Reputation: 3482
I am writing regex for the IRC protocol abnf message format. The following is a short example of some of the regex I am writing.
// digit = %x30-39 ; 0-9
// "[0-9]"
static const std::string digit("[\x30-\x39]");
I use previous definitions to form more complex ones, and this gets very complex, fast. Where I am having problems with, especially with more complicated regexes, is composing them:
// hexdigit = digit / "A" / "B" / "C" / "D" / "E" / "F"
// "[[0-9]ABCDEF]"
static const std::string hexdigit("[" + digit + "ABCDEF]");
A "hexdigit" is a "digit" or "hex-letter".
Note: I don't care that the RFC defines a "hexdigit" letter (ABCDEF) as only being uppercase.

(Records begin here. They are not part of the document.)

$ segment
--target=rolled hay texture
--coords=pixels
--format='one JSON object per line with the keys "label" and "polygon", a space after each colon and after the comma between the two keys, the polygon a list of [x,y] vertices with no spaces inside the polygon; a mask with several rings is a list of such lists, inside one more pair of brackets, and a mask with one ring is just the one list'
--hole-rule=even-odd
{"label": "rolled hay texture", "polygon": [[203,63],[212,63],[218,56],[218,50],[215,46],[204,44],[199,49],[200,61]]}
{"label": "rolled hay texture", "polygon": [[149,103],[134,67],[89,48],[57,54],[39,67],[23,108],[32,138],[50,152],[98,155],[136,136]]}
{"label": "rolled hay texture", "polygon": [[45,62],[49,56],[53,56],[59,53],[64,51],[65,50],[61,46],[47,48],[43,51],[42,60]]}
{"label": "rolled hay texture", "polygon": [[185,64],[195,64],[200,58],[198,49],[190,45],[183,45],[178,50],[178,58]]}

I am just going with what the RFC says and I don't plan on changing their requirements.
const std::regex digit(dapps::regex::digit);
assert(std::regex_match("0", digit));
assert(std::regex_match("1", digit));
assert(std::regex_match("2", digit));
assert(std::regex_match("3", digit));
assert(std::regex_match("4", digit));
assert(std::regex_match("5", digit));
assert(std::regex_match("6", digit));
assert(std::regex_match("7", digit));
assert(std::regex_match("8", digit));
assert(std::regex_match("9", digit));
assert(!std::regex_match("10", digit));
In the code above, matching a "digit" works as was intended in the abnf.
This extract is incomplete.